The wisdom of crowds comes not from the consensus decision of the group, but from the aggregation of the ideas/thoughts/decisions of each individual in the group.

At its simplest form, it means that if you take a bunch of people
and ask them (as individuals) to answer a question, the average of each
of those individual answers will likely be better than if the group works together to come up with a single answer. And he has a ton of real examples (but you’ll just have to read the book for them ; )

[Also] diversity increases the quality of the aggregated wisdom of the group.
If you have too many people who are alike, then no matter how smart
they all are, they may not come up with the same quality of answer than
if you have less smart folks who have a very different point of view. Diversity brings new information. And that new information is valuable.
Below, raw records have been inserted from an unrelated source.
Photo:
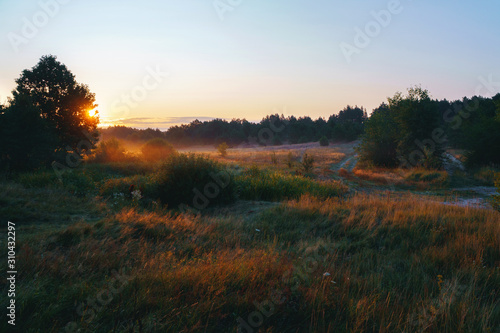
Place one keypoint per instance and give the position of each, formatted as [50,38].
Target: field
[335,247]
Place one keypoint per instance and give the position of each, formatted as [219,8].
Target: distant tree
[348,124]
[406,132]
[307,163]
[496,198]
[222,149]
[62,101]
[110,150]
[417,119]
[156,149]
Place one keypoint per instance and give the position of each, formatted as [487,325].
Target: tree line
[50,119]
[272,130]
[414,130]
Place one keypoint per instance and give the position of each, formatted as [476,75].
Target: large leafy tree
[47,118]
[61,100]
[418,118]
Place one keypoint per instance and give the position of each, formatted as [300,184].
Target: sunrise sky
[254,57]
In order for the crowd to have wisdom, the crowd has to be made up of individuals who argue! Or as he puts it in the book,

“Diversity
and independence are important because the best collective decisions
are the product of disagreement and contest, not consensus or
compromise. An intelligent group, especially when confronted with
cognition problems, does not ask its members to modify their positions
in order to let the group reach a decision everyone can be happy with.
Instead, it figures out how to use mechanisms–like market prices, or
intelligent voting systems–to aggregate and produce collective
judgements that represent now what any one person in the group thinks
but rather, in some sense, what they all think.”

And my favorite line that sums it up:

“Paradoxically, the best way for a group to be smart is for each person in it to think and act as independently as possible.”